Melancolía de la resistencia, de László Krasznahorkai, página 53

En vano había intentado adelantarse a los demás, pues mientras descifraba el horario, un auténtico bosque de gorros de piel, gorras con orejeras y grasientos sombreros campesinos fue llenando la plaza, y cuando reunió fuerzas suficientes para ponerse en marcha y se preguntó de súbito, aterrada, qué quería toda esa gente en el fondo, de pronto tuvo la sensación de ver a aquel al que había olvidado del todo, a aquel cuyo terrible recuerdo había sido borrado, como quien dice, por los viajeros del vagón de atrás, al hombre del abrigo de paño, allá a la izquierda, al otro lado, en medio del gentío; le pareció que miraba alrededor, como si buscara algo, y que luego se daba la vuelta y desaparecía de la vista. Todo ocurrió con tal celeridad, y el hombre se hallaba a tal distancia (aparte de que, en aquella tiniebla, ya no podía distinguir lo real de lo irreal), que no podía estar del todo segura de su identidad, pero la mera posibilidad la asustó tanto que se abrió paso entre la gente, que seguía allí sin hacer nada y que no auguraba nada bueno, y se dirigió casi corriendo hacia su casa por la avenida que conducía al centro de la ciudad. En cuanto al hombre, la señora Pflaum, de hecho, ni siquiera se sorprendió, puesto que, por muy absurdo que resultara (¿y no había sido todo su viaje un absurdo?), algo le sugirió ya en el tren, cuando lo encontró de nuevo y se frustraron sus esperanzas, que su historia con el personaje de la cara hirsuta—el escalofriante intento de violación—no había concluido en absoluto; y como ahora ya no sólo había de temer que los «bandidos» la atacaran «por la espalda», sino también que el hombre («si en efecto era él… y no una mera fantasía…») se plantara ante ella surgiendo de cualquier sitio, de cualquier portal, la señora Pflaum caminó como alguien incapaz de decidir si lo más conveniente era retroceder o echar a correr.

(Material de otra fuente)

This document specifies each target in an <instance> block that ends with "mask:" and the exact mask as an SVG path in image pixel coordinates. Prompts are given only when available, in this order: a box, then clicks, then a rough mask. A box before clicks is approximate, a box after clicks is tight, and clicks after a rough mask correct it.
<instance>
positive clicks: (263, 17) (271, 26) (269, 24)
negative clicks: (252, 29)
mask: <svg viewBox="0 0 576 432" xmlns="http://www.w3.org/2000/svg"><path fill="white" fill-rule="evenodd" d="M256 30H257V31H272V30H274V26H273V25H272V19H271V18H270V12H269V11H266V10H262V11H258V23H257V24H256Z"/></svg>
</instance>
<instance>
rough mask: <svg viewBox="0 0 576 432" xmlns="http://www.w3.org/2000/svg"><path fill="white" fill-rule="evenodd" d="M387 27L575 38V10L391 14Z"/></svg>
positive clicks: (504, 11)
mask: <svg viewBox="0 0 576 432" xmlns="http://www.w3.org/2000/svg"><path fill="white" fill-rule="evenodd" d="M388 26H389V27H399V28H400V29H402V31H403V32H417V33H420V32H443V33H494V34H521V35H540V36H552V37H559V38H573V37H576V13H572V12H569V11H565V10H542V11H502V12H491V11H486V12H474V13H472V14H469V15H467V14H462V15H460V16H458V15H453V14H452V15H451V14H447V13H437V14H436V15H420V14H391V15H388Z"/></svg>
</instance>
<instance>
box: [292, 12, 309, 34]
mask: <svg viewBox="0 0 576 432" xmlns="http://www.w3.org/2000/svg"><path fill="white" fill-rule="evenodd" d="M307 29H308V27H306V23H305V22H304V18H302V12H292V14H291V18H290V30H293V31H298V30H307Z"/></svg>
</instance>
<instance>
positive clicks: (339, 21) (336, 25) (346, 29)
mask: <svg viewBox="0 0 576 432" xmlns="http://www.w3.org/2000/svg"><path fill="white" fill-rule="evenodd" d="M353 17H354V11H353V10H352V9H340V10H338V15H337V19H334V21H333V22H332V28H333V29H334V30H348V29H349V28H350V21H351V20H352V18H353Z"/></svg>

Melancolía de la resistencia, de László Krasznahorkai, página 53; Traducción de Adan Kovacsics para Acantilado.


16/10/14

Werckmeister harmσniαk / Melancolía de la resistencia; Bela Tarr y László Krasznahorkai



Esta es, más o menos, la historia: A un pueblo, que es una ruina tanto física como moral, llega de noche un enorme carromato que lleva en su interior el cadáver disecado de una ballena como parte del supuesto espectáculo de un circo. Instalado en una plaza céntrica, el circo congrega a una multitud silenciosa de hombres, llegados no sé sabe de dónde y del propio pueblo, que esperan la aparición del Príncipe, la otra atracción del espectáculo, que incita con sus palabras a una revolución caótica y destructiva.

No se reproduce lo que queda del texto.